Il y a plusieurs manières de faire du royalisme en période de présidentielle : présenter un candidat sous les couleurs du royalisme ou avec le soutien d'une organisation monarchiste pour évoquer quelques thèmes qui nous sont chers. Mais la difficulté actuelle pour récolter les 500 signatures de maires obligatoires pour avoir droit de concourir a empêché toute candidature d'aboutir à la présentation effective devant le corps électoral depuis 1974 et la candidature de Bertrand Renouvin. Les vaines tentatives, justement parce qu’elles furent vaines, de M. Renouvin en 1981 puis de MM. Adeline et Villenoisy en 2007 et 2012, si elles n'ont pas été complètement inutiles, ont néanmoins, dans le cadre d'une République qui accorde tant d'importance à l'élection de son magistrat suprême, « invisibilisé » la famille monarchiste, désormais cantonnée, aux yeux des médias, aux commémorations et au folklore et, pour le pire, à des attitudes et à des expressions qui apparaissent bien fâcheuses pour l'Opinion publique...

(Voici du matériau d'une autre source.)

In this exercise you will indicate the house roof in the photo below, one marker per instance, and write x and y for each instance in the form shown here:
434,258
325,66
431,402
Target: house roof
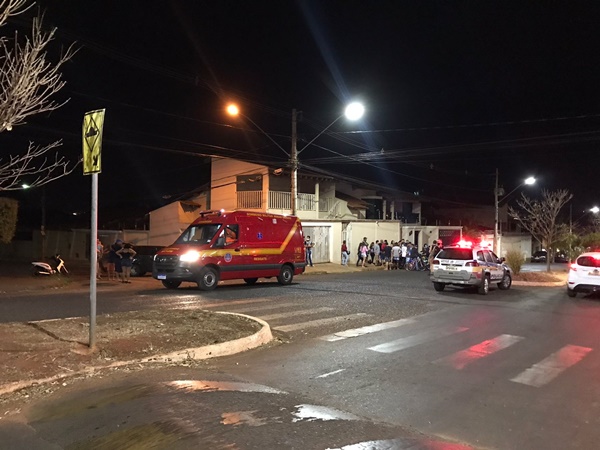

Autre moyen de faire du royalisme : s’allier ou, plutôt au regard des forces actuelles des mouvements royalistes, se rallier à une candidature républicaine, de Droite ou de Gauche. L’inconvénient majeur est que, du coup, l’intérêt qu’autrui pourrait avoir pour le message monarchiste disparaît devant le simple choix fait du candidat et que les questions posées alors aux royalistes n’auront plus grand-chose à voir avec la singularité royaliste, ses idées ou ses propositions : triste sort des « ralliés » que de devoir défendre, du coup, des positions qui ne sont pas exactement « leurs »… La chose serait bien évidemment différente si les effectifs royalistes étaient assez important pour que ce ralliement apparaisse comme une alliance susceptible de quelque utilité pour le candidat choisi ou pour sa candidature.
Alors, en attendant mieux, le plus urgent lors d’une campagne présidentielle, c’est de… faire du royalisme, tout simplement ! Cela signifie assumer ses couleurs et son originalité politique : d’abord en abordant des sujets éminemment politiques et qui permettent, en définitive, de démontrer aussi les insuffisances de l’actuelle « Républiquarchie », trop républicaine pour ce qu’elle a de monarchique, trop monarchique pour ce qu’elle a de républicain…
Justement, ce qui a été marquant dans la campagne présidentielle qui vient de s’achever, c’est l’absence de certains thèmes et le manque de visibilité de certains autres, alors que les drapeaux et les slogans, eux, flottaient au vent dans un tourbillon de couleurs destiné à occulter, sans doute, les douleurs actuelles et à venir… Or, il y aurait eu tant à dire sur les différentes formes de pauvreté et les moyens de les combattre ou d’en atténuer les effets ; sur la possibilité et la nécessité d’une « révolution doublement verte » en agriculture pour, à la fois, nourrir tout le monde et au plus proche en priorité, et pour trouver les moyens d’une agriculture respectueuse de l’environnement et de la diversité végétale comme animale ; sur l’aménagement du territoire, les questions de l’artificialisation intensive et dévastatrice des terres, et le télétravail susceptible de permettre le maintien dans les zones rurales de familles obligées aujourd’hui de s’entasser en périphérie des zones urbaines ; sur la dramatique émigration des « jeunes pousses » françaises, formées dans nos lycées et grandes écoles (entre autres) qui coûte des dizaines de milliards à la France chaque année ; sur le développement énergétique des littoraux français, entre énergie houlomotrice, marémotrice ou hydrolienne, et la fabrication des carburants à base d’algues, véritables « mines d’or » qui peuvent permettre à notre pays de résoudre sa question énergétique en moins d’une décennie si l’on veut bien se donner la peine de « lancer » les choses ; sur les questions ultramarines et la nécessité d’une vaste réforme des institutions d’Outre-mer ; tout cela sans négliger les questions européennes et les moyens de répondre aux défis de la globalisation et de cette « grande transition » aujourd’hui profitable aux nouvelles puissances émergées, et bien sûr à la difficulté du désendettement public…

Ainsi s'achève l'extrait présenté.